TNF-α (which induces IL-6 and IL-1) drives gluconeogenesis, lipolysis, proteolysis, and CRP, and crosses the BBB.
▶How does TNF-α cause adipose browning in cachexia?
It crosses the BBB and acts via β-adrenergic signaling to increase uncoupling proteins, producing heat (browning).
▶How do cytokines reduce appetite centrally in cachexia?
IL-6/IL-1 directly decrease appetite, β-adrenergic signaling acts indirectly, and IL-1 drives COX → PGE2 (anorexigenic).
▶Why can cachexia not be fully reversed, and what is the causal treatment?

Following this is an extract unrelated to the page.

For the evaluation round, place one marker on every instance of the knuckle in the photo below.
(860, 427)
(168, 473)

It cannot be fully reversed without eliminating the tumor; causal treatment removes the tumor, inhibits catabolism, and reduces inflammation.
▶Why are steroids used only palliatively in cachexia?

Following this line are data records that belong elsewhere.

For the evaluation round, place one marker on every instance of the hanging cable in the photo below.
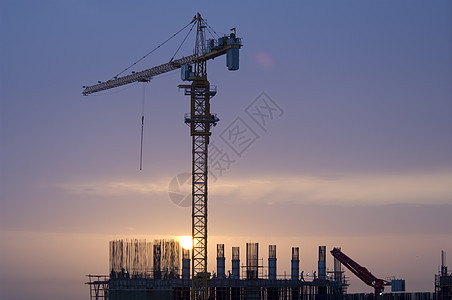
(152, 50)
(142, 127)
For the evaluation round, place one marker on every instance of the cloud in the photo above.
(115, 188)
(358, 189)
(348, 190)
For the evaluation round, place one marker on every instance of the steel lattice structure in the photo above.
(200, 121)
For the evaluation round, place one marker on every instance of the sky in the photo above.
(347, 116)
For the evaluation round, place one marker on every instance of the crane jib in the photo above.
(230, 48)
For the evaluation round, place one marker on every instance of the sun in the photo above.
(186, 242)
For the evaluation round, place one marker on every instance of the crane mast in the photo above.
(200, 120)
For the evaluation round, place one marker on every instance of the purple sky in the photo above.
(358, 153)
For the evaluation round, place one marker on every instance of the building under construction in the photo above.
(161, 270)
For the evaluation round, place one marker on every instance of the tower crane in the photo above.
(361, 272)
(200, 119)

They are effective at reducing inflammation but are immunosuppressive, limiting them to palliative use.
▶What symptomatic treatments are used for cachexia?

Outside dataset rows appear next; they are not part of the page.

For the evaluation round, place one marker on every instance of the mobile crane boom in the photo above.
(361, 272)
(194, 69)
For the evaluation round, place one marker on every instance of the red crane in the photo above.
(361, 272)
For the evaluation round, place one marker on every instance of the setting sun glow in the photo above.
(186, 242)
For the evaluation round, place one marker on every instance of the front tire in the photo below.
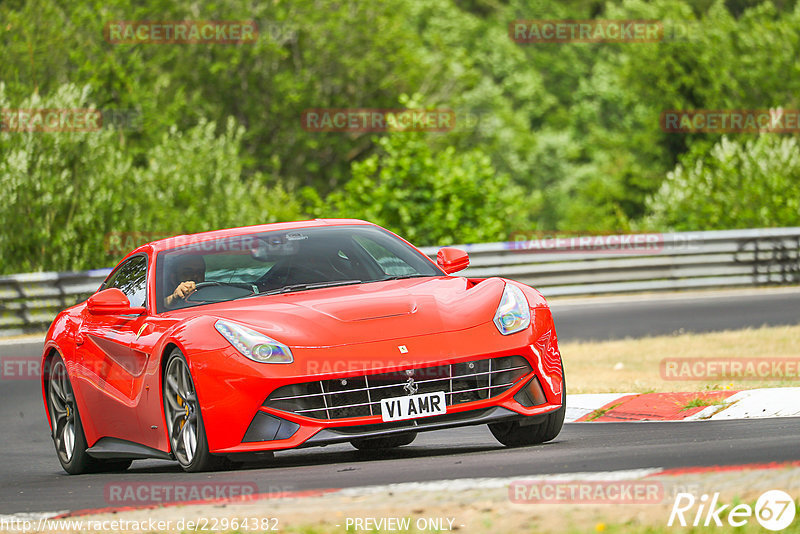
(187, 436)
(514, 434)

Appetite stimulants, liquid nutrition, exercise/physiotherapy, β-blockers (partial), anti-TNF-α (partial), and COX inhibitors (aspirin/COX-2).
▶Distinguish nociceptive and neuropathic tumor pain.
Nociceptive pain comes from tumor/inflammatory mediators stimulating nerve endings; neuropathic pain comes from nerve damage (tumor infiltration/compression, chemo-induced peripheral neuropathy).
▶How do BMI and weight loss relate to cancer prognosis?
Both BMI and degree of weight loss predict survival in cachectic cancer patients.
▶Outline the WHO analgesic ladder for tumor pain.
NSAIDs (aspirin, paracetamol, ibuprofen, COX-2) → weak opioids (codeine, tramadol) → strong opioids (morphine, fentanyl, palliative).
▶Which TGF-β family factors act on white adipose tissue in cachexia?
Myostatin and adrenomedullin.
▶Why is NSAID use favorable over steroids for reducing cancer inflammation?
NSAIDs are less effective but do not promote cancer progression (unlike immunosuppressive steroids).
▶Besides tumor factors, what else contributes to systemic inflammation in cancer?
The immune response to the tumor, bone marrow depression leading to infections, and clearance of therapy-killed tumor cells.
▶Why does tumor anaerobic glycolysis consume so much host glucose?
It yields only 2 ATP per glucose, so the tumor consumes large amounts of glucose from surrounding cells.
▶What types of muscle are wasted in cancer sarcopenia?
Both skeletal and cardiac muscle.
▶How does hepatic gluconeogenesis in cancer accelerate tissue wasting?
It uses amino acids and glycerol as substrates, stimulating proteolysis and lipolysis, which depletes muscle and fat.